You pull the trigger and I'll help you get him out. Anytime


----------



## old graybeard (Jan 19, 2006)

bioactive said:


> My December 23 2012 buck.


Awesome buck! Great job on the video


----------



## johnhunter (Jun 17, 2000)

I've had some terrific December hunts. I've had years where I never laid eyes on a shooter buck....until December.
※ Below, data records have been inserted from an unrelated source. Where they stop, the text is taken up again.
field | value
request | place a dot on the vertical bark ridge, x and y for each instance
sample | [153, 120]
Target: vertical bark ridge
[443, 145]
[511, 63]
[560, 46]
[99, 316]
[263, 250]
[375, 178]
The highest scoring buck I've ever taken was a 12/6 bowkill.
http://www.michigan-sportsman.com/forum/threads/the-monkey.264585/

I've also endured a number of cold, miserable, deerless December sits. But that's sort of the price you pay. Relaxing in your warm home with a cup of coffee has its benefits, but you don't often experience great hunts that way.


----------



## mbrewer (Aug 16, 2014)

Chuck said:


> Are those scrapes in thick cover or close to a bedding area?
> 
> This time of year on public land you have to keep moving until you find a buck still alive to hunt. I start with all scrapes I know of in thick cover. I dont care if they are "opened " back up. I keep them open and pea in them myself. Finding one a buck opened and fresh rubs are a great sign though (look for fresh wood shavings on the snow). I am checking track sizes in the scrape dirt to see if a older buck is still coming in. 80% of the time I have noticed bucks dont open scrapes up but they will come in to a fresh looking scrape and hit that licking branch. Without snow on the ground its tough sorting them out though. Its always a balance of looking and hunting as I have a better chance at getting a deer sitting but I have to be in the right place or Im just sitting in the woods with a gun.
> 
> ...


Nice post with some good advice. Most often, the sign I find this year is the sign I will be hunting next year or the year after. Last year was an exception, I found the sign and the buck that was making it at the same time. I saw him, got in front of him and shot him.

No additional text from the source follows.